Winner Calleen Award 2007

Accession number

Excerpt from The Calleen Collection by Peter Haynes (2019)

Martin Coyte was born in 1953 in Orange, New South Wales. He studied at the Julian Ashton Art School in Sydney (1973), the National Art School (1974) and the (then) Alexander Mackie College of Advanced Education (1976-1979), also in Sydney. His awards include the New South Wales Travelling Art Scholarship (1979), the Dyson Bequest (1981), the Moya Dyring Studio at the Cité Internationale des Arts, Paris (1982), and a Residency at Mitchell College in Bathurst (1985). Coyte was also commissioned to produce an artwork for the Bathurst Memorial Entertainment Centre in 1999. He has exhibited regularly in solo and group shows since 1974 in regional New South Wales, Sydney, Canberra, London, Paris and Melbourne. The Orange Regional Gallery and the Bathurst Regional Art Gallery have featured Coyte’s work on a number of occasions and Bathurst held a major survey in 2005. His work is in a number of public collections including the Art Gallery of New South Wales, the Australian National University Art Collection, the Orange Region Gallery and the Bathurst Regional Art Gallery. He lives and works at Borenore near Orange in the New South Wales Central West.
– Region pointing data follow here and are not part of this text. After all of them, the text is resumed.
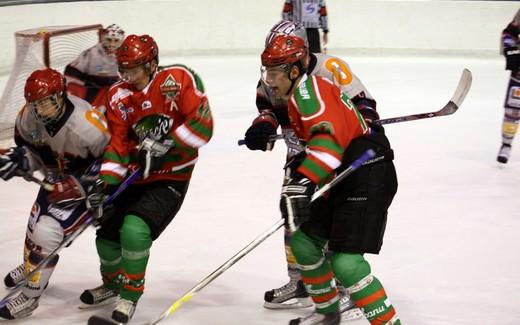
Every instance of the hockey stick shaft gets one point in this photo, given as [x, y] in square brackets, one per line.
[68, 240]
[451, 107]
[258, 240]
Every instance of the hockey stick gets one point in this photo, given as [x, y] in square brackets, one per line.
[451, 107]
[68, 240]
[258, 240]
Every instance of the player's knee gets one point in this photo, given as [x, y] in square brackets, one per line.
[135, 234]
[349, 268]
[307, 250]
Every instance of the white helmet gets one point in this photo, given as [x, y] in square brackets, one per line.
[112, 37]
[289, 28]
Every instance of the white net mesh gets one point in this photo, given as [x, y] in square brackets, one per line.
[54, 47]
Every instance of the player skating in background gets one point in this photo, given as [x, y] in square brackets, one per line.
[273, 113]
[158, 120]
[351, 219]
[59, 135]
[510, 47]
[95, 69]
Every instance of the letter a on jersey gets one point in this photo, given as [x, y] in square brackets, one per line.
[170, 88]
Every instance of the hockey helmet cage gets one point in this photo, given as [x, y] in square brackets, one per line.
[284, 50]
[137, 50]
[287, 27]
[43, 83]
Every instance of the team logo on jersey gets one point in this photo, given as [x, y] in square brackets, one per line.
[155, 127]
[322, 127]
[146, 105]
[170, 88]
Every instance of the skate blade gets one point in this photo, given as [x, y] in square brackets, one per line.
[108, 301]
[294, 303]
[351, 314]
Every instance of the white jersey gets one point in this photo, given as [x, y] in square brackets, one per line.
[95, 62]
[322, 65]
[77, 140]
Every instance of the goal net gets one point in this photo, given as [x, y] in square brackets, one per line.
[37, 48]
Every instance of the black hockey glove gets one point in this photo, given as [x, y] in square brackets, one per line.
[151, 153]
[257, 136]
[295, 201]
[512, 55]
[13, 162]
[97, 195]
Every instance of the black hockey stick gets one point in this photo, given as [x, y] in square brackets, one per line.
[68, 240]
[451, 107]
[367, 155]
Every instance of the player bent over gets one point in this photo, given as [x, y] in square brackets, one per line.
[59, 135]
[92, 73]
[352, 218]
[158, 120]
[273, 113]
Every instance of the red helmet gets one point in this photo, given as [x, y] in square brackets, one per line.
[137, 50]
[284, 49]
[43, 83]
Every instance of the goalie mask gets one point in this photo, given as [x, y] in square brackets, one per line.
[289, 28]
[45, 95]
[112, 37]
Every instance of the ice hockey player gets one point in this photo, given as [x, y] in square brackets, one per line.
[510, 47]
[158, 120]
[59, 135]
[272, 113]
[352, 218]
[95, 69]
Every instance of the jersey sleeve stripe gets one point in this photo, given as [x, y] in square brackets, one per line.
[315, 169]
[327, 159]
[325, 144]
[114, 168]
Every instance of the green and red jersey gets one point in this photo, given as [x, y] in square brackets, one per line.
[175, 92]
[327, 121]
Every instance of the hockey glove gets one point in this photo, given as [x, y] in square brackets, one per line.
[97, 194]
[512, 55]
[295, 201]
[257, 136]
[151, 153]
[13, 162]
[67, 193]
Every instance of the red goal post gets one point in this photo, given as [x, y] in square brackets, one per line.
[36, 48]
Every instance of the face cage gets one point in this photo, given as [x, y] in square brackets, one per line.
[111, 44]
[49, 100]
[282, 68]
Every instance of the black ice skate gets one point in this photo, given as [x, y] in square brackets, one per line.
[15, 276]
[99, 296]
[315, 318]
[292, 295]
[124, 311]
[503, 154]
[19, 307]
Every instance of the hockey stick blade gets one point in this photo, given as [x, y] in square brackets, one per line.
[366, 156]
[68, 240]
[451, 107]
[98, 320]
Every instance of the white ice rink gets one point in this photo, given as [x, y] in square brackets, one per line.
[451, 247]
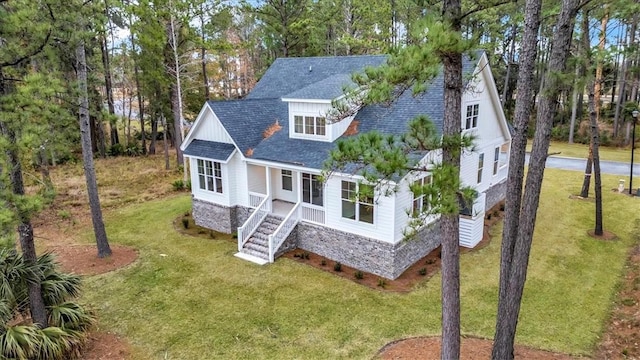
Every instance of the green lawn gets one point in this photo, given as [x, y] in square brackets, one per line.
[190, 298]
[582, 151]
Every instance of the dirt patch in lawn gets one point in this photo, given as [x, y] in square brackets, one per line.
[184, 224]
[428, 348]
[84, 260]
[105, 346]
[606, 235]
[621, 339]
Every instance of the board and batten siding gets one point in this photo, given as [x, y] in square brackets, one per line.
[210, 129]
[384, 211]
[489, 135]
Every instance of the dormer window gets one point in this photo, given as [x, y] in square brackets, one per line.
[471, 118]
[310, 125]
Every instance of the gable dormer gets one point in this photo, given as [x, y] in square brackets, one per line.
[309, 106]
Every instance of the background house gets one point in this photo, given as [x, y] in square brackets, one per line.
[255, 166]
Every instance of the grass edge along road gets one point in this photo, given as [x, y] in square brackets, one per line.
[190, 298]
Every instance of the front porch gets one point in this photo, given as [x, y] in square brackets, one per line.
[280, 199]
[286, 188]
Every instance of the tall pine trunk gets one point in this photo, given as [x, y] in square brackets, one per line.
[87, 156]
[516, 270]
[449, 223]
[503, 340]
[595, 145]
[25, 229]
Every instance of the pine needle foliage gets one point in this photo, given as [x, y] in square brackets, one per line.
[383, 160]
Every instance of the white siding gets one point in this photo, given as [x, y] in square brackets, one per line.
[209, 128]
[337, 129]
[489, 135]
[333, 131]
[210, 196]
[383, 223]
[257, 179]
[276, 186]
[236, 180]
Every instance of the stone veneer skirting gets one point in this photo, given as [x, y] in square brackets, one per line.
[374, 256]
[367, 254]
[218, 217]
[495, 194]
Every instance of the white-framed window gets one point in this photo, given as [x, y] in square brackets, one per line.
[471, 118]
[312, 189]
[357, 202]
[309, 125]
[210, 175]
[421, 201]
[504, 155]
[287, 180]
[298, 125]
[480, 167]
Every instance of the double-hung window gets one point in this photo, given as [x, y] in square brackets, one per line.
[357, 202]
[287, 180]
[312, 189]
[309, 125]
[421, 201]
[471, 119]
[210, 175]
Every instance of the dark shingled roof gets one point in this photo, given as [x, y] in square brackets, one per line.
[287, 75]
[210, 150]
[246, 120]
[327, 89]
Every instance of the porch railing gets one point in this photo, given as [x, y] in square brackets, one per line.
[255, 199]
[252, 223]
[313, 213]
[280, 234]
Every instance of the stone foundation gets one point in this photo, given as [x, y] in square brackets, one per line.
[218, 217]
[366, 254]
[363, 253]
[496, 194]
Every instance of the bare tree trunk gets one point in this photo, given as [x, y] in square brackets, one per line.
[577, 92]
[176, 100]
[87, 157]
[25, 230]
[203, 55]
[136, 75]
[109, 90]
[505, 89]
[595, 144]
[165, 143]
[505, 335]
[449, 223]
[154, 135]
[516, 271]
[584, 192]
[599, 67]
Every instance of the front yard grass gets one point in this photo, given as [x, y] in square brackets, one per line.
[610, 153]
[190, 298]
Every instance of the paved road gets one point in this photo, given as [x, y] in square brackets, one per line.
[607, 167]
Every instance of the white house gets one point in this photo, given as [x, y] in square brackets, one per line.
[255, 166]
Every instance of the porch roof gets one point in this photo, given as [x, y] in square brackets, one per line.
[210, 150]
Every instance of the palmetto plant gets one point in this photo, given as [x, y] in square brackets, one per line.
[68, 321]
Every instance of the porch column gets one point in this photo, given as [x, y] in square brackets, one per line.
[299, 179]
[267, 171]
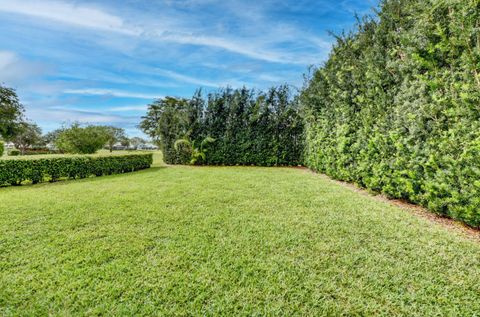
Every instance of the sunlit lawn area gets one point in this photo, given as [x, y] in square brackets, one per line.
[226, 241]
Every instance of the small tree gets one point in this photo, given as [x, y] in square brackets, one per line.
[27, 134]
[82, 140]
[136, 141]
[197, 153]
[114, 135]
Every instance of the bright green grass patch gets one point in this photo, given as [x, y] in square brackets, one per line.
[226, 241]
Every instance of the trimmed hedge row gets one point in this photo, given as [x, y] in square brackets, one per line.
[14, 172]
[396, 108]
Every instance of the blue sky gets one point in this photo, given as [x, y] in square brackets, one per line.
[104, 61]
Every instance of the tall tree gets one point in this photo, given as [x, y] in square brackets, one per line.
[27, 134]
[11, 112]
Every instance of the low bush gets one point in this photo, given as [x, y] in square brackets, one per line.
[40, 151]
[14, 172]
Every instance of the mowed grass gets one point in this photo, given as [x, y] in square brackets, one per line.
[228, 241]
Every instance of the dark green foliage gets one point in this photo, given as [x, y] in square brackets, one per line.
[28, 134]
[16, 171]
[249, 128]
[11, 112]
[396, 106]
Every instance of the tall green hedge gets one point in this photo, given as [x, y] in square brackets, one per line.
[249, 127]
[396, 108]
[16, 171]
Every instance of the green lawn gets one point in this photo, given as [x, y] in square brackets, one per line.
[226, 241]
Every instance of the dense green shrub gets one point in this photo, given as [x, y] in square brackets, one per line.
[396, 108]
[248, 127]
[16, 171]
[39, 151]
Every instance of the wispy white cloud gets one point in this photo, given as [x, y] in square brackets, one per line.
[14, 70]
[180, 32]
[69, 13]
[186, 79]
[127, 109]
[111, 93]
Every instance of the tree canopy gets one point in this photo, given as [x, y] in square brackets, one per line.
[249, 127]
[11, 112]
[396, 108]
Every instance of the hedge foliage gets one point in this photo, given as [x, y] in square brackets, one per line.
[396, 108]
[16, 171]
[249, 127]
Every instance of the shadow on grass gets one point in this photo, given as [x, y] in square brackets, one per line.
[67, 181]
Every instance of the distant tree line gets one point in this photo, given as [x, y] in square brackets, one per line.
[396, 108]
[75, 138]
[228, 127]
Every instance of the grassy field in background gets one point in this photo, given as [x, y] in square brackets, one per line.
[226, 241]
Snow Zephyr is a painting whose meaning lies within the viewer who participates in the slowly revelatory process of entering a visual and philosophical dialogue with the work. It is a mysterious picture that speaks of the natural world but also of the spiritual element that is part of man’s relationship with nature. Coyte uses a soft palette of (mostly) greys that are animated by the swirling white and black gestural marks that are dispersed across the picture plane. The white marks produce an inward spatial movement that moves in a stately spiral towards the left-hand edge of the canvas. The marks could be read as the snow of the title and indeed the gentle floating motion of these across the pictorial surface places the viewer in the painting and thus an active participant in the painterly activity. There is too the inference that we are viewing something unstated through a veil or mist. The notion of a sense of distance between viewer and artwork and artist and viewer is also intimated. Coyte once said that his art is about going “over the horizon to explore something that you don’t know”, an eloquent introduction to Snow Zephyr.